Have you ever wondered why your pet’s behavior is so different from your own? Wonder no more!

Why Does My Dog…

…drool so much? It’s probably in the genes. Some breeds just seem to slobber more than others. Breeds with floppy jowls and loose skin around the mouth tend to be notorious droolers. (Think Saint Bernard, Newfoundland, and several of the hound breeds.) Dogs produce saliva for the same reason people do – in response to food or when they are emotionally aroused.

…spin in circles chasing his tail? According to animal behaviorists, tail chasing is often just a sign that a dog is bored and isn’t getting enough play time with family members. But if the behavior is happening more and more frequently, it could be an obsessive-compulsive disorder in the making. It’s best to distract a tail chasing dog with another activity – preferably one you can do with him, like playing fetch or taking a walk. Stopping the behavior whenever you see it will help prevent your dog from developing a tail chasing obsession.
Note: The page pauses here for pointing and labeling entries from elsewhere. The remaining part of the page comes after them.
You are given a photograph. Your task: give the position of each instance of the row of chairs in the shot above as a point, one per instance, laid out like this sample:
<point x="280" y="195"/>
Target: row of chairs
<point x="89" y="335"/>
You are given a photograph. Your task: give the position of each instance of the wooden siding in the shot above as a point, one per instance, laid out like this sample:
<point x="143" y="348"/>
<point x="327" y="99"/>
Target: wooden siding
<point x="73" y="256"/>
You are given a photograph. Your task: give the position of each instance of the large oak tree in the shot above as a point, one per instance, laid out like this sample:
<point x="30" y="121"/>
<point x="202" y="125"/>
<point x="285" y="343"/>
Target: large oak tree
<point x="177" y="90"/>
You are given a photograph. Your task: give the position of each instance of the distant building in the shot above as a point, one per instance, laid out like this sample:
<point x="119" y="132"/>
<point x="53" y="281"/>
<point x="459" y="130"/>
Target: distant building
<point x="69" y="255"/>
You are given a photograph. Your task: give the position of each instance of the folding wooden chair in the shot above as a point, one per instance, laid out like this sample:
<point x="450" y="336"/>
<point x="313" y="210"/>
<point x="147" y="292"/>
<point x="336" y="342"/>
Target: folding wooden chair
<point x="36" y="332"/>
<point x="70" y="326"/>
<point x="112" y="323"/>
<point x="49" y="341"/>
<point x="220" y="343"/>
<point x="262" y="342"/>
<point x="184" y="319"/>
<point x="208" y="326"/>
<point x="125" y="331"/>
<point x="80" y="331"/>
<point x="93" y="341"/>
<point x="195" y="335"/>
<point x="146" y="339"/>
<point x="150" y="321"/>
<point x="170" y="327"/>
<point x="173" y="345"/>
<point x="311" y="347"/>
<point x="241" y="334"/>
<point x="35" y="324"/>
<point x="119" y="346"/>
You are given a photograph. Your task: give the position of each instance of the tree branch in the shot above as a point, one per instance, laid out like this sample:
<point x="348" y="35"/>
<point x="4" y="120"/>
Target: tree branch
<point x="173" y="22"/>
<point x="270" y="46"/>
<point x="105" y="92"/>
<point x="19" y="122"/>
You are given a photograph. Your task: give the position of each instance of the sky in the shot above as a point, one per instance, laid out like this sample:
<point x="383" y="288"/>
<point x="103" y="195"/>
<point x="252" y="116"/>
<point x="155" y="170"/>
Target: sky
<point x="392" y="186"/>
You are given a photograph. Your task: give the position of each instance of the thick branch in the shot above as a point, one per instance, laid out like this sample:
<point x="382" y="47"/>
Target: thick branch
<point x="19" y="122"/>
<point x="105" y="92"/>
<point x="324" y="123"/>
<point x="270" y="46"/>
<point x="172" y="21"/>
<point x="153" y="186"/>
…seem color-blind? Apparently nature didn’t see a need for dogs (or cats) to see colors vividly. Your dog sees fewer colors than you do (unless you are also color-blind), but his eyes are designed for much better night vision than yours and he also has an extraordinary ability to spot movement.
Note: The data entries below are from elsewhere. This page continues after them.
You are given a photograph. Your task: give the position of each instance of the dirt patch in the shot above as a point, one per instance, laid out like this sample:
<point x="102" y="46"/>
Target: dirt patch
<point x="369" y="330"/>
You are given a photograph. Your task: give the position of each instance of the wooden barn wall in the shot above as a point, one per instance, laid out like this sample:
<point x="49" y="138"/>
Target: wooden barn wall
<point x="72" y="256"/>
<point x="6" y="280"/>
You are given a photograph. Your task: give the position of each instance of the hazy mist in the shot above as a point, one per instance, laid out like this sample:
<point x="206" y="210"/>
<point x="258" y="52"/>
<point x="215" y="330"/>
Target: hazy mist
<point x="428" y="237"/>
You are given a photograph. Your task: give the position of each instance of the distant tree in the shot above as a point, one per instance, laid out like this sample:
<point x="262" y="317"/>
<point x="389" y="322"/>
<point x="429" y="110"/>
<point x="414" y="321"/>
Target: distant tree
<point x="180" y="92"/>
…sniff every blade of grass before deciding where to pee? Dogs pick up a great deal of information with their noses. When a dog is sniffing around – especially outdoors – he’s discovering what other dogs have been in the area and a little about each of them. Imagine you receive an email that requires a response. This email is the end of a chain of emails on some relatively important subject. Chances are you’ll read all the other emails in the chain before deciding how to respond. When your dog is outside sniffing, sniffing, sniffing for a potty spot, he’s doing his version of reading the chain of emails before he “responds.”

…pant? Dogs pant as a way to cool off. Panting allows air to cross over your dog’s wet tongue, which cools down her entire body. Your dog may also pant when she’s excited.

Why Does My Cat…

…find string so entertaining? If your kitty seems to stalk anything that trails across the floor, she’s just being her natural predatory self. According to Dr. Michael W. Fox, author of Cat Body, Cat Mind, “This type of play is good for cats; it helps discharge their prey-chasing instinct, and it also keeps them physically active and alleviates boredom.” A safer alternative to string or yarn (since either can interfere with digestion if swallowed) is an inexpensive laser toy. Most cats love to chase the beams.

…bring me small, dead or nearly dead creatures? This is another entirely natural behavior of feline predators. She’s giving you a gift, believe it or not. If the critter is dead, it is purely a gift. If it’s still breathing, she’s bringing it to you so you can learn how to finish what she started.

…hate getting wet? Generally speaking, cats don’t like surprises, and being dunked, soaked or sprayed with water holds an element of surprise. If you want to train a kitten not to fear baths, try the following. Put a nonskid mat (a towel or washcloth will do) on the bottom of a dry sink, grab some cat treats, and place the kitten in the sink on the mat. Offer her treats as she stands there getting the feel of being in the sink. Do this for a few days, then gradually begin to add a bit of water to the sink each day – and don’t forget the treats. With any luck, your kitten will learn to associate bath time with yummy treats, and you’ll end up with an adult cat who doesn’t freak out if you need to bathe her.

…know when it’s meal time? Most animals have an internal body clock that senses the general time of day. And since meals are usually one of the high points of kitty’s day, it makes sense that your cat seems to know when it’s chow time.

…purr? Generally speaking, your cat purrs when he’s happy and content. But even sick or injured kitties sometimes purr as a way to sooth themselves.

Understanding why your dog or cat does this or that allows you to view the world from the perspective of your pet. This knowledge can improve your interactions with your fuzzy family member and deepen the bond you share.